Ca fait des mois, des années que je veux reprendre le chemin de l'écriture, et que je ne le fais pas.
Il y a quatre ans, durant le confinement, j'avais mis en place une newsletter sur le yoga pour garder le lien avec les élèves de mon studio. Néanmoins, écrire sur ce sujet en particulier, c'est comme si ce n'était pas écrire. C'est comme à l'école, c'est rendre un devoir. Faire des recherches sur un sujet, organiser sa pensée puis articuler son propos, c'est un exercice dissertatif. Ecrire sur soi, sur ce qui nous touche, c'est autre chose. Mine de rien, c'est comme sortir sans maquillage ou se mettre en maillot de bain. Il faut accepter de se montrer tel que l'on est et, plus encore, accepter de s'exposer au regard d'autrui.
Je suis fascinée par celles et ceux qui ne se posent pas de questions. Qu'est ce qui fait que l'on se sent légitime à s'exprimer ? Lorsque j'y songe, immanquablement, "ça n'intéresse que toi" ou sa variante "ça ne va intéresser personne" sont les premières pensées qui me viennent et me retiennent. Qu'est-ce qui différencie quelqu'un qui rencontre ces doutes de quelqu’un qui ne les ressent pas de façon paralysante ? J'adorerais en vouloir à mes parents de ne pas m'avoir transmis suffisamment de confiance mais je ne crois pas que tout se joue à cet endroit. Ou plutôt, je n'ai pas envie de le croire car ça signifierait alors que l'on ne dispose d'aucune possibilité d'évolution et ça me déprimerait.
Si j'ai envie de quelque chose, le faire. Et dès que les doutes s'amoncellent, revenir à cette phrase simple. Si j'en ai envie, faire. Ne pas regarder la marche au-dessus, ne pas anticiper. Rester déjà ici, faire.
Du coup, bonjour, enchantée. Je m'appelle Lucile et d'aussi loin que je me souvienne, j'ai toujours adoré les histoires. J'étais une enfant très calme, silencieuse, observatrice. Je portais déjà des lunettes, j'avais une frange et, le samedi soir, ma mère me faisait des tresses pour que j'ai les cheveux ondulés le lendemain.
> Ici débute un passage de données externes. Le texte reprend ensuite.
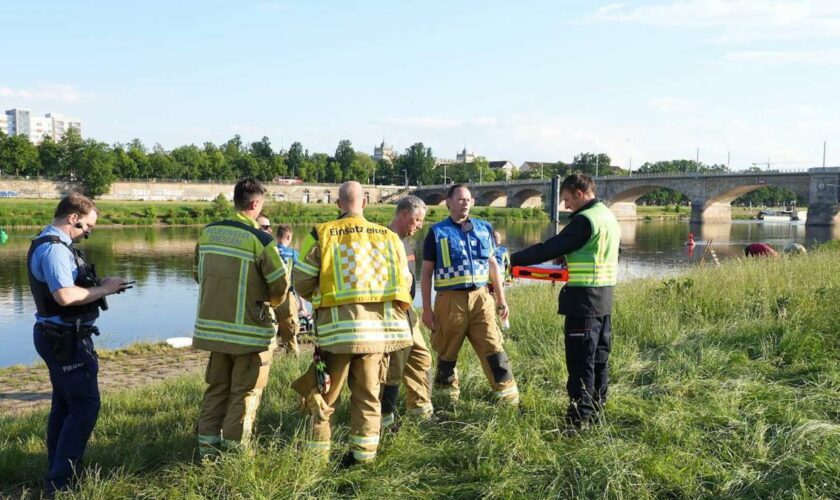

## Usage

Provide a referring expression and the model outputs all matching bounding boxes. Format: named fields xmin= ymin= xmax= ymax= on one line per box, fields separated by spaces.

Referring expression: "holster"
xmin=39 ymin=321 xmax=99 ymax=362
xmin=292 ymin=363 xmax=318 ymax=398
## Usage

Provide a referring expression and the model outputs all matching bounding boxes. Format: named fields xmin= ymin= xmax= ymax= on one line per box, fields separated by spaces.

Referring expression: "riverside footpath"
xmin=0 ymin=344 xmax=207 ymax=417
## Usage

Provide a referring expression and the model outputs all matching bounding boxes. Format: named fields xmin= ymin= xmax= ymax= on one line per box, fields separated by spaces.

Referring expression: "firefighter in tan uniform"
xmin=421 ymin=184 xmax=519 ymax=404
xmin=382 ymin=196 xmax=434 ymax=428
xmin=193 ymin=179 xmax=290 ymax=457
xmin=292 ymin=181 xmax=412 ymax=466
xmin=274 ymin=224 xmax=308 ymax=355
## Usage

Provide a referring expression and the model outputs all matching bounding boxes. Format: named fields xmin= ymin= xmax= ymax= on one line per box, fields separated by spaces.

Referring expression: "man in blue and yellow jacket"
xmin=193 ymin=179 xmax=290 ymax=457
xmin=292 ymin=181 xmax=412 ymax=466
xmin=421 ymin=184 xmax=519 ymax=404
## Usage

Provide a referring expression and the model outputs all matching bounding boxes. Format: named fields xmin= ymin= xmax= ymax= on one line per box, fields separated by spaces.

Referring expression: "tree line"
xmin=0 ymin=129 xmax=806 ymax=206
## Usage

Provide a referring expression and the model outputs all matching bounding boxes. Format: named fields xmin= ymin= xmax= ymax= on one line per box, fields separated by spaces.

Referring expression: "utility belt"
xmin=435 ymin=283 xmax=491 ymax=295
xmin=36 ymin=319 xmax=99 ymax=362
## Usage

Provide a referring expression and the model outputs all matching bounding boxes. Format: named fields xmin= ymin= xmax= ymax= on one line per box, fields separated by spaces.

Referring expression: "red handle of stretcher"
xmin=511 ymin=266 xmax=569 ymax=281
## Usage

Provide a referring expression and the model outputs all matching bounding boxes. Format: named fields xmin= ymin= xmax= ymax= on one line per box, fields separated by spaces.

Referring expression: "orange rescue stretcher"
xmin=511 ymin=264 xmax=569 ymax=281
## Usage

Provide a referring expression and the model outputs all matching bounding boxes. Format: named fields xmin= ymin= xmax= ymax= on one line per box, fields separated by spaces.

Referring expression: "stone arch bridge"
xmin=413 ymin=167 xmax=840 ymax=226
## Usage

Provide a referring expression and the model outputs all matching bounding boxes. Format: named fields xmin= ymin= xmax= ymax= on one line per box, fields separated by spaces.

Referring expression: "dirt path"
xmin=0 ymin=346 xmax=207 ymax=416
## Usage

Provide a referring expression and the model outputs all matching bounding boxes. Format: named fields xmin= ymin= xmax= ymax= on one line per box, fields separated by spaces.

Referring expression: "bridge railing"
xmin=417 ymin=168 xmax=810 ymax=190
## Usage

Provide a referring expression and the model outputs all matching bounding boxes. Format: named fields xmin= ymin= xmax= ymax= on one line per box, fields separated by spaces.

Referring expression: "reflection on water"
xmin=0 ymin=221 xmax=840 ymax=366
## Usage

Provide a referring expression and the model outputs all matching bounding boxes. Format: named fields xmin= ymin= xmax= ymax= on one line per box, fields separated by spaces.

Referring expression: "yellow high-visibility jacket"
xmin=193 ymin=214 xmax=290 ymax=354
xmin=293 ymin=216 xmax=412 ymax=354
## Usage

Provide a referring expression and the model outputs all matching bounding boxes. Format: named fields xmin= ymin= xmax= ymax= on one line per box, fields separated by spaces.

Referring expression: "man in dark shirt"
xmin=511 ymin=174 xmax=621 ymax=429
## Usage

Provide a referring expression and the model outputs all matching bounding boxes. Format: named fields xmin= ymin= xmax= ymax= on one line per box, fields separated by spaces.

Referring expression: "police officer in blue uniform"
xmin=27 ymin=193 xmax=129 ymax=495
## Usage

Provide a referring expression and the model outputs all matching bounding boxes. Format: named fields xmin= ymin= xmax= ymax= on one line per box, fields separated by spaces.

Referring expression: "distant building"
xmin=455 ymin=148 xmax=478 ymax=163
xmin=47 ymin=113 xmax=82 ymax=142
xmin=373 ymin=140 xmax=397 ymax=163
xmin=487 ymin=160 xmax=517 ymax=181
xmin=519 ymin=161 xmax=554 ymax=172
xmin=0 ymin=108 xmax=82 ymax=144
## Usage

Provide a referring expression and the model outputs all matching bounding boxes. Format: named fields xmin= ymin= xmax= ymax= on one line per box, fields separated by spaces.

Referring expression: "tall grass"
xmin=0 ymin=249 xmax=840 ymax=499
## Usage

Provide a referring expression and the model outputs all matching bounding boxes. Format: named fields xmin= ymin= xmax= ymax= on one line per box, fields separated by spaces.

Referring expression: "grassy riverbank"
xmin=0 ymin=199 xmax=548 ymax=227
xmin=0 ymin=248 xmax=840 ymax=499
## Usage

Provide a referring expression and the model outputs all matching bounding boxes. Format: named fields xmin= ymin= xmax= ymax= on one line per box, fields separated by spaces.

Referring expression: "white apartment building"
xmin=47 ymin=113 xmax=82 ymax=142
xmin=0 ymin=108 xmax=82 ymax=144
xmin=372 ymin=140 xmax=397 ymax=162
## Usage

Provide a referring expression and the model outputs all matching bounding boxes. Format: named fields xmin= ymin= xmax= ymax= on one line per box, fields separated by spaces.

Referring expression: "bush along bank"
xmin=0 ymin=245 xmax=840 ymax=499
xmin=0 ymin=198 xmax=548 ymax=227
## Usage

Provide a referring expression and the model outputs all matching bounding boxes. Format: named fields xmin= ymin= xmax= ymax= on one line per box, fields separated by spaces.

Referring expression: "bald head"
xmin=338 ymin=181 xmax=367 ymax=215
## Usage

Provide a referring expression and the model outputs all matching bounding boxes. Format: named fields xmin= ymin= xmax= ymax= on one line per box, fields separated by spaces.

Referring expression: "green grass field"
xmin=0 ymin=199 xmax=548 ymax=227
xmin=0 ymin=248 xmax=840 ymax=499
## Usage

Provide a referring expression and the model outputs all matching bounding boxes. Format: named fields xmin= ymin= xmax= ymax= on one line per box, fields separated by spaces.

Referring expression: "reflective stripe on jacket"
xmin=566 ymin=202 xmax=621 ymax=287
xmin=193 ymin=214 xmax=290 ymax=354
xmin=432 ymin=217 xmax=495 ymax=291
xmin=292 ymin=217 xmax=412 ymax=354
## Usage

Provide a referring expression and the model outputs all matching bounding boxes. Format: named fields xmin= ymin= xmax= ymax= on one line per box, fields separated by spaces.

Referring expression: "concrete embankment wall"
xmin=0 ymin=179 xmax=407 ymax=203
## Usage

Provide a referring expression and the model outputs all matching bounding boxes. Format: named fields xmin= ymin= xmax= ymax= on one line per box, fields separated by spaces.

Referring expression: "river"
xmin=0 ymin=221 xmax=840 ymax=367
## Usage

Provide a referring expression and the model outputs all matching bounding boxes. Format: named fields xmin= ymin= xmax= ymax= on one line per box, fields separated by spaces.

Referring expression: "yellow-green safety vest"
xmin=295 ymin=216 xmax=411 ymax=309
xmin=566 ymin=201 xmax=621 ymax=287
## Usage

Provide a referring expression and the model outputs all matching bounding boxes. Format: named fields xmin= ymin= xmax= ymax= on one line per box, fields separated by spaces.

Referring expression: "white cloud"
xmin=0 ymin=85 xmax=93 ymax=102
xmin=724 ymin=49 xmax=840 ymax=64
xmin=584 ymin=0 xmax=840 ymax=42
xmin=382 ymin=116 xmax=499 ymax=130
xmin=648 ymin=96 xmax=701 ymax=113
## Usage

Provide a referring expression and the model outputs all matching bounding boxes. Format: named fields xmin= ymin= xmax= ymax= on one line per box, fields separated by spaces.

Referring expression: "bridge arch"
xmin=423 ymin=193 xmax=446 ymax=206
xmin=508 ymin=188 xmax=543 ymax=208
xmin=706 ymin=178 xmax=810 ymax=207
xmin=475 ymin=189 xmax=508 ymax=207
xmin=607 ymin=183 xmax=691 ymax=205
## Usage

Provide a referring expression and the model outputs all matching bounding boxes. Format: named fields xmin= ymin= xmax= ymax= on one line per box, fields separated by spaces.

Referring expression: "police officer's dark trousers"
xmin=33 ymin=323 xmax=100 ymax=492
xmin=564 ymin=315 xmax=612 ymax=423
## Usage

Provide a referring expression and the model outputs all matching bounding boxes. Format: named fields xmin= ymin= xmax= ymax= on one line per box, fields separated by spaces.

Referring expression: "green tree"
xmin=58 ymin=128 xmax=85 ymax=179
xmin=221 ymin=134 xmax=245 ymax=179
xmin=323 ymin=159 xmax=342 ymax=183
xmin=126 ymin=139 xmax=151 ymax=178
xmin=111 ymin=144 xmax=140 ymax=179
xmin=395 ymin=142 xmax=436 ymax=185
xmin=248 ymin=137 xmax=286 ymax=181
xmin=572 ymin=153 xmax=612 ymax=175
xmin=77 ymin=139 xmax=115 ymax=197
xmin=202 ymin=142 xmax=234 ymax=180
xmin=169 ymin=144 xmax=209 ymax=180
xmin=0 ymin=134 xmax=41 ymax=175
xmin=375 ymin=158 xmax=397 ymax=184
xmin=306 ymin=153 xmax=330 ymax=182
xmin=344 ymin=152 xmax=376 ymax=184
xmin=210 ymin=193 xmax=233 ymax=218
xmin=148 ymin=144 xmax=180 ymax=179
xmin=286 ymin=141 xmax=306 ymax=177
xmin=333 ymin=139 xmax=356 ymax=174
xmin=38 ymin=136 xmax=61 ymax=177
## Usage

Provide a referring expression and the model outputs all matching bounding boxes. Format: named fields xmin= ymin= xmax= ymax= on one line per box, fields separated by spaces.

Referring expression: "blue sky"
xmin=0 ymin=0 xmax=840 ymax=169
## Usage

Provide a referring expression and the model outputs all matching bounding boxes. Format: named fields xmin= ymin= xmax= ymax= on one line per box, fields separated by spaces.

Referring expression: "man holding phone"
xmin=27 ymin=193 xmax=133 ymax=495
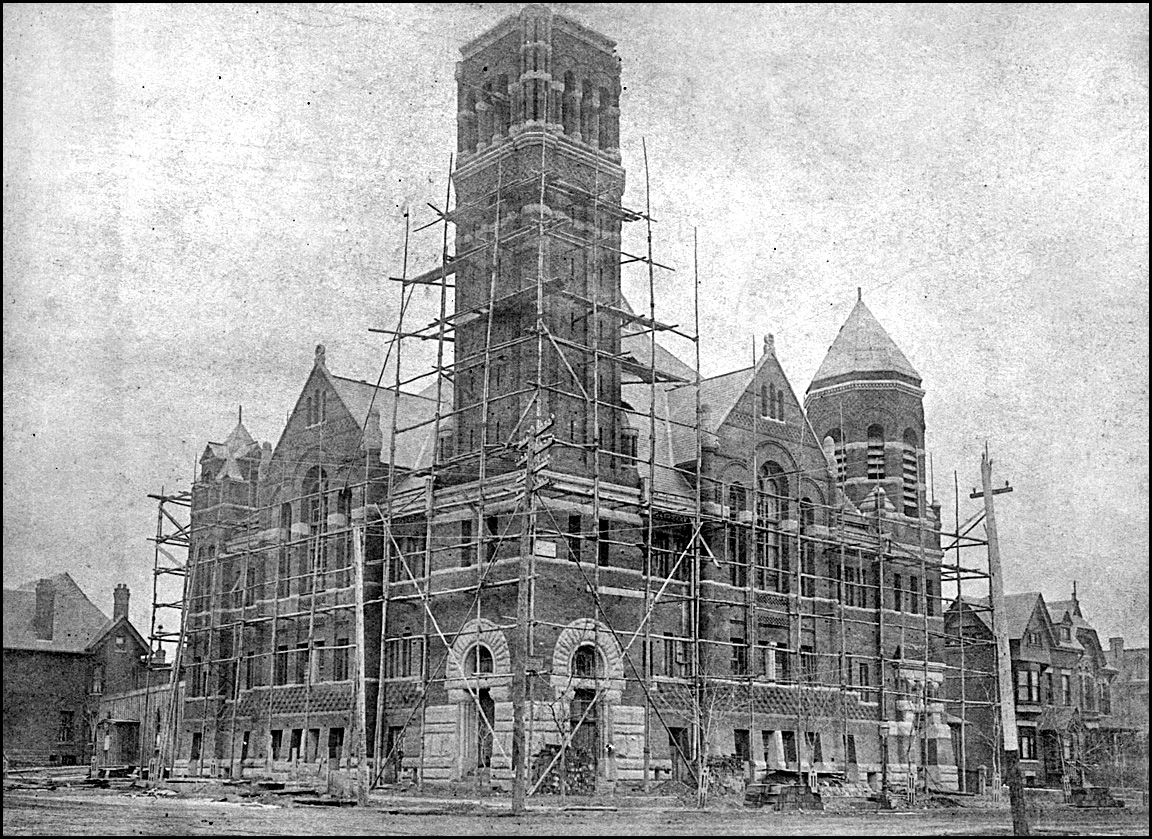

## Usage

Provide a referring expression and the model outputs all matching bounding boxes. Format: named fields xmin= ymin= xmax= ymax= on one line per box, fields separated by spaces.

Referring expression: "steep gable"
xmin=3 ymin=573 xmax=108 ymax=652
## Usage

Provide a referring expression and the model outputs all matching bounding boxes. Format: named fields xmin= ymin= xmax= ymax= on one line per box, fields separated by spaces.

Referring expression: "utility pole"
xmin=971 ymin=445 xmax=1030 ymax=836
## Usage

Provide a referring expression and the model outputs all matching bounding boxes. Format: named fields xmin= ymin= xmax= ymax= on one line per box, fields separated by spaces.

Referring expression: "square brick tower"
xmin=449 ymin=6 xmax=636 ymax=485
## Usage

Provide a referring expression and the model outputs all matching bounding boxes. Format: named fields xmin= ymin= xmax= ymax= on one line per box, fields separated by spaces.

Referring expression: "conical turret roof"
xmin=223 ymin=422 xmax=256 ymax=456
xmin=808 ymin=297 xmax=920 ymax=391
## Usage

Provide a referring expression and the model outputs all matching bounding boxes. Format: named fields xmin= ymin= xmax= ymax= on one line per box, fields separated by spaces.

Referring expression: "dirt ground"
xmin=3 ymin=788 xmax=1149 ymax=836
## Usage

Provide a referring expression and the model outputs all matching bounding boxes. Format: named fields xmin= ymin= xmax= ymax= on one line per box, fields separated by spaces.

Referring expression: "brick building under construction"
xmin=153 ymin=6 xmax=973 ymax=794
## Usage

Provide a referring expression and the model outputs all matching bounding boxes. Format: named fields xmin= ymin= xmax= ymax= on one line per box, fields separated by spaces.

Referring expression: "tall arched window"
xmin=597 ymin=88 xmax=612 ymax=149
xmin=464 ymin=644 xmax=493 ymax=675
xmin=902 ymin=429 xmax=920 ymax=516
xmin=824 ymin=428 xmax=847 ymax=484
xmin=579 ymin=78 xmax=598 ymax=145
xmin=867 ymin=425 xmax=885 ymax=481
xmin=755 ymin=461 xmax=789 ymax=592
xmin=560 ymin=70 xmax=579 ymax=134
xmin=300 ymin=466 xmax=328 ymax=594
xmin=492 ymin=73 xmax=511 ymax=137
xmin=728 ymin=482 xmax=748 ymax=519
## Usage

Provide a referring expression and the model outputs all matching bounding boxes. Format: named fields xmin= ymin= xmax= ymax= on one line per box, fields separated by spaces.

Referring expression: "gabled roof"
xmin=3 ymin=572 xmax=108 ymax=652
xmin=964 ymin=591 xmax=1046 ymax=641
xmin=1048 ymin=599 xmax=1087 ymax=627
xmin=327 ymin=373 xmax=453 ymax=469
xmin=808 ymin=298 xmax=920 ymax=391
xmin=88 ymin=615 xmax=150 ymax=650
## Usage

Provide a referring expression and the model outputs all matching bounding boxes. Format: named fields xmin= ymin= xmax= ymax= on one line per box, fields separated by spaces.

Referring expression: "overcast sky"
xmin=3 ymin=3 xmax=1149 ymax=645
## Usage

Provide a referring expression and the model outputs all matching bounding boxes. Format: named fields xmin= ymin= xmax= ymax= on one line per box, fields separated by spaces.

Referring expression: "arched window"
xmin=902 ymin=429 xmax=920 ymax=516
xmin=573 ymin=644 xmax=604 ymax=679
xmin=799 ymin=496 xmax=816 ymax=534
xmin=457 ymin=83 xmax=476 ymax=151
xmin=464 ymin=644 xmax=493 ymax=675
xmin=756 ymin=460 xmax=788 ymax=521
xmin=300 ymin=466 xmax=328 ymax=594
xmin=824 ymin=429 xmax=847 ymax=484
xmin=597 ymin=88 xmax=612 ymax=149
xmin=560 ymin=70 xmax=579 ymax=134
xmin=492 ymin=73 xmax=511 ymax=137
xmin=579 ymin=78 xmax=597 ymax=145
xmin=728 ymin=482 xmax=748 ymax=519
xmin=755 ymin=461 xmax=790 ymax=592
xmin=867 ymin=425 xmax=885 ymax=481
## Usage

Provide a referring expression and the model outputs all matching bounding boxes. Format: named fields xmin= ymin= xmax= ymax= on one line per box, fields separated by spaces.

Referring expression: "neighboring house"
xmin=945 ymin=591 xmax=1117 ymax=792
xmin=3 ymin=573 xmax=157 ymax=766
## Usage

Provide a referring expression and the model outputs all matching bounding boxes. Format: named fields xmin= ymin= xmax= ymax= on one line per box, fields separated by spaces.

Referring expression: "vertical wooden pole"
xmin=980 ymin=447 xmax=1030 ymax=836
xmin=353 ymin=526 xmax=369 ymax=807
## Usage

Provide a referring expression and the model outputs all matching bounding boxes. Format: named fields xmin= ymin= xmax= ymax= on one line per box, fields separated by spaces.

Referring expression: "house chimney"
xmin=112 ymin=583 xmax=129 ymax=620
xmin=32 ymin=580 xmax=56 ymax=641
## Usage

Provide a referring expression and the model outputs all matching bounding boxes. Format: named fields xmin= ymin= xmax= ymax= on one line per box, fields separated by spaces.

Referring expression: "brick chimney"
xmin=32 ymin=580 xmax=56 ymax=641
xmin=112 ymin=583 xmax=129 ymax=620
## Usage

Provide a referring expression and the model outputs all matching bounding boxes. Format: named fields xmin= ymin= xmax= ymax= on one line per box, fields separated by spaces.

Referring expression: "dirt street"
xmin=3 ymin=788 xmax=1149 ymax=836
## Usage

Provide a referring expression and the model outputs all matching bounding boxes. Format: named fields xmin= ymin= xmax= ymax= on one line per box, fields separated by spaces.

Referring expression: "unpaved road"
xmin=3 ymin=789 xmax=1149 ymax=836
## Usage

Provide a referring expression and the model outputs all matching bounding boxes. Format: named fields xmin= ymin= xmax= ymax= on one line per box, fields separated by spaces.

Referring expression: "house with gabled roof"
xmin=945 ymin=591 xmax=1115 ymax=789
xmin=3 ymin=572 xmax=157 ymax=766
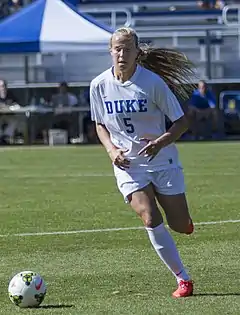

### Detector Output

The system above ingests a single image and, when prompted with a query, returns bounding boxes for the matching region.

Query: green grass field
[0,142,240,315]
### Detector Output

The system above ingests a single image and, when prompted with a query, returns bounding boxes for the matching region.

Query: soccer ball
[8,271,46,307]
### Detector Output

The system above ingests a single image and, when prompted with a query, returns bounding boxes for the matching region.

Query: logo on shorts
[167,181,172,187]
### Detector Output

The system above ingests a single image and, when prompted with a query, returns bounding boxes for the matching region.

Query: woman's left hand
[138,138,161,162]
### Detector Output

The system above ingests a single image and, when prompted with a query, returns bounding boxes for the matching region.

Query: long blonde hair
[110,27,195,99]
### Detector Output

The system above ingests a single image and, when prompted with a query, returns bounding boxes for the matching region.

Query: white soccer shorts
[114,166,185,202]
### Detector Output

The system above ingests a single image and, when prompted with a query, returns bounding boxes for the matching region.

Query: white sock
[146,223,190,282]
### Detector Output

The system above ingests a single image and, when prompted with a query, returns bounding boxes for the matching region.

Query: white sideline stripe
[0,219,240,237]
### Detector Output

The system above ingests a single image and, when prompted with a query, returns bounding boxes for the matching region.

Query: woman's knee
[134,204,163,228]
[168,218,194,234]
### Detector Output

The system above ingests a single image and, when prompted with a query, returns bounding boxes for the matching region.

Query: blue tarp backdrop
[0,0,112,54]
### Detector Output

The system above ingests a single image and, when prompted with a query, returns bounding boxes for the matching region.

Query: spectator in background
[188,80,218,139]
[52,82,78,107]
[0,79,21,144]
[43,82,79,144]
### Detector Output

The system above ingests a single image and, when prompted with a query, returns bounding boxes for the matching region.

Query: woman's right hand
[109,148,130,170]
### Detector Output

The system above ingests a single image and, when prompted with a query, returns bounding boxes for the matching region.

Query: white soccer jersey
[90,66,183,172]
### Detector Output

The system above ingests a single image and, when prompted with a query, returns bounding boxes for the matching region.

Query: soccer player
[90,27,194,298]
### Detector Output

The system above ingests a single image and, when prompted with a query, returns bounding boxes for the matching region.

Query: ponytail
[110,27,195,100]
[137,46,195,99]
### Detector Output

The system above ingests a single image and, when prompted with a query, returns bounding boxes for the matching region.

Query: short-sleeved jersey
[90,66,183,172]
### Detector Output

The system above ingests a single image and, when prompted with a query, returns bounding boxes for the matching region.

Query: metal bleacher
[0,0,240,82]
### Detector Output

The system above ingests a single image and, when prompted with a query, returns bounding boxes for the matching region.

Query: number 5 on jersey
[123,118,134,133]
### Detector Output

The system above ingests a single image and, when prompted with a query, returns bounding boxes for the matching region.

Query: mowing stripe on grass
[0,220,240,237]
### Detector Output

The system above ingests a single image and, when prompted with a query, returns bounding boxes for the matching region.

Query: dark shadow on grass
[193,292,240,296]
[38,304,74,309]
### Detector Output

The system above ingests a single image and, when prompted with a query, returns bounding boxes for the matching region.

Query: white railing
[222,4,240,59]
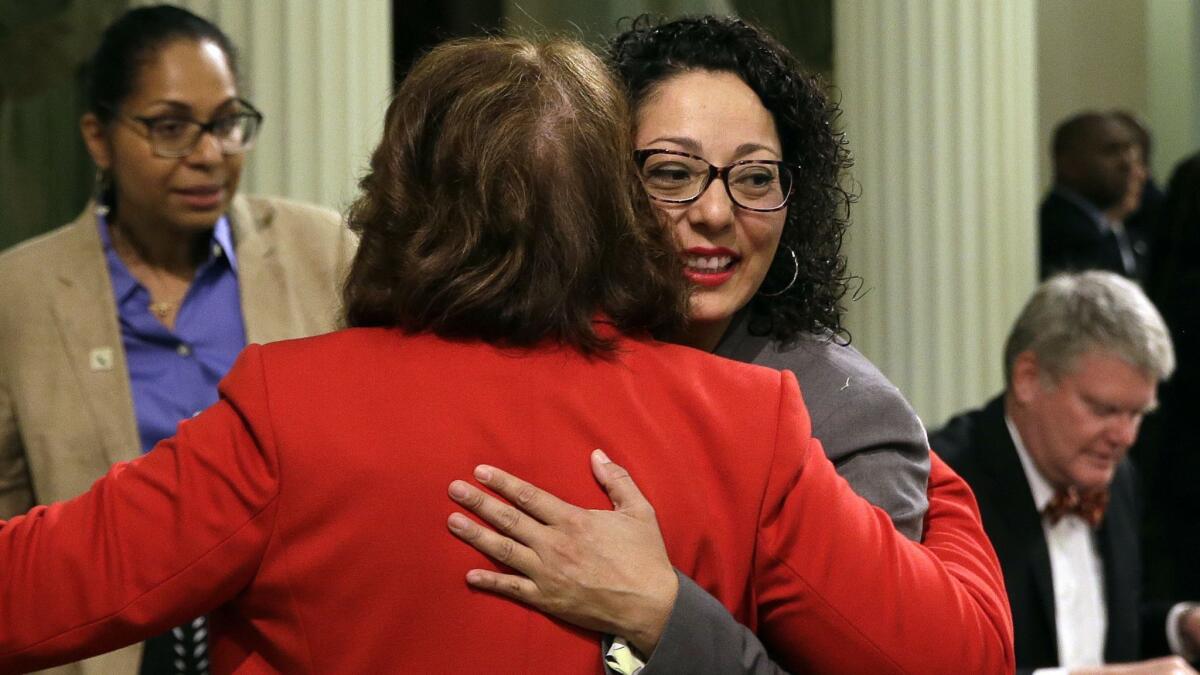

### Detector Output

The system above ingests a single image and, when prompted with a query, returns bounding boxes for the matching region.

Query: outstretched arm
[451,444,1012,675]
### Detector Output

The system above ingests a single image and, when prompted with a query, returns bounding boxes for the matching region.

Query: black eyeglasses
[108,98,263,159]
[634,148,793,211]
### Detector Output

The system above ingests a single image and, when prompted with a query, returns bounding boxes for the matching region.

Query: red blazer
[0,329,1012,674]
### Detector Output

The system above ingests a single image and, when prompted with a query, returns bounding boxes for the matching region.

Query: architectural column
[162,0,392,211]
[834,0,1038,428]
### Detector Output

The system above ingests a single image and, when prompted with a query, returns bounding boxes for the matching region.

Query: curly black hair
[608,14,853,344]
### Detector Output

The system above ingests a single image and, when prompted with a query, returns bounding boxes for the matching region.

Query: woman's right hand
[448,450,679,657]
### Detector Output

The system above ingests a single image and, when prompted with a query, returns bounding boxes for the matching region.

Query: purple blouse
[96,210,246,453]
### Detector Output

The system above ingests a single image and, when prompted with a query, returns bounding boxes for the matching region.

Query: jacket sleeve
[642,441,1014,675]
[0,372,34,519]
[752,372,1015,674]
[0,346,278,673]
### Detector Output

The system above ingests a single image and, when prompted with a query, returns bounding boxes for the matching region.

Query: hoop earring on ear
[91,168,113,217]
[758,244,800,298]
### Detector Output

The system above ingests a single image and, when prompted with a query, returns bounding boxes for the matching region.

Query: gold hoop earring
[758,244,800,298]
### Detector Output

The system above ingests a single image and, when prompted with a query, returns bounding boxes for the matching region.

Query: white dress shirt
[1004,416,1109,674]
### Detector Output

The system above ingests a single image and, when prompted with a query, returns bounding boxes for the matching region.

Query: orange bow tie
[1042,488,1109,527]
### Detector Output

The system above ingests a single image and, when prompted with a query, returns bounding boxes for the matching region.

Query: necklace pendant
[148,303,175,321]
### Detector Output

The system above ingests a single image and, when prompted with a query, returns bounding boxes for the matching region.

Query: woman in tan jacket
[0,6,354,674]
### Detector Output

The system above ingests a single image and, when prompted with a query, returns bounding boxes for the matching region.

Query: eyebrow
[139,96,240,112]
[647,136,782,160]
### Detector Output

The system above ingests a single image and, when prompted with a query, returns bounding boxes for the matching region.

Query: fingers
[475,465,580,525]
[467,569,541,607]
[592,448,654,520]
[450,480,545,544]
[446,513,538,569]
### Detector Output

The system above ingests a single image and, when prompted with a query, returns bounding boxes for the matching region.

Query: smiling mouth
[684,255,738,274]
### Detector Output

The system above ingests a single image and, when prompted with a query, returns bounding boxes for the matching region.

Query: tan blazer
[0,196,355,675]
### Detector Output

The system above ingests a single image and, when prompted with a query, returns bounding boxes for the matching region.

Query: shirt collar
[1004,412,1054,513]
[96,210,238,285]
[210,216,238,274]
[96,209,138,305]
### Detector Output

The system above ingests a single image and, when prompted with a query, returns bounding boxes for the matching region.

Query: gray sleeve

J'étais assise sur ses genoux dans le gros canapé noir et on regardait des rediffusions de "Chapeau melon et bottes de cuir". Parfois, je chouinais parce qu'elle me tirait les cheveux et que ça me faisait mal. Ensuite, on dinait et, le samedi soir, c’était toujours des pâtes parce que mon père avait sa sortie vélo le lendemain. J'ai toujours beaucoup lu, énormément lu. Au point d'être cet enfant regardé un peu bizarrement sans que je ne saisisse pourquoi. Enfin, si, je voyais bien que j’étais la seule gamine de 10 ans à emprunter les bouquins de la Section Adultes de la bibliothèque municipale mais quoi ? Lorsqu’on me demandait si je n’avais pas envie de sortir ou d’aller jouer avec les autres, je me retenais de dire que, dans mon livre, les personnages ils ont des pouvoirs, ils vivent des aventures, des sensations fortes, ils vivent et toi, toi t’as fait quoi depuis ce matin dans ta vie sans pouvoirs et sans aventures. Il a toujours été évident pour moi que la vie est mille fois mieux dans les livres. Je n'ai jamais compris pourquoi les gens n'ont pas compris.
Rapidement, j'ai gribouillé. En CE2, ma mère a dit à ma maîtresse que j'avais écrit une histoire dans un petit cahier, avec des personnages, une intrigue et tout. Ca n'a pas loupé, la maitresse m'a demandé de lire mon histoire devant toute la classe. Je me souviens du silence affolant dans la pièce et de mes joues cramoisies durant cette lecture. Croyez-le ou non, cet épisode additionné à mon premier prix du concours de dictée ne m'a pas facilité la tâche pour me faire des amis.
J'ai toujours écrit. Pour de vrai ou dans ma tête, j'ai toujours écrit. Lorsque j'étais petite, ma grand-mère m'avait un jour tapé sur la main tandis que nous étions à table. Elle avait remarqué que j'écrivais tous les mots que les gens prononçaient autour de moi. Je pinçais mon index et mon pouce, comme si je tenais un stylo imaginaire, et j'écrivais sur la table en bois de la cuisine. La pauvre, elle a cru que j'étais complètement cinglée. Des années plus tard, je me suis bien gardée de lui dire que, parfois, je répète des phrases dans ma tête et que je les réagence pour que le nombre de mots qui les composent soit pair. AHAH C’EST QUI LA CINGLEE MAINTENANT.
Raconter des histoires, c’est peut-être une façon pour moi de regarder ma vie avec mes yeux d’enfant. De me dire que je me suis trompée et que la vie est moins maussade que ce que j’en devinais. Il y a bel et bien des aventures et des intrigues et des rebondissements et des sensations fortes. Finalement, si j’allais aujourd’hui voir la gamine que j’étais, je lui dirais de sortir, non pas pour être normale et faire comme tous les autres enfants, non. Je lui dirais de sortir parce qu’il faut vivre pour pouvoir écrire des histoires.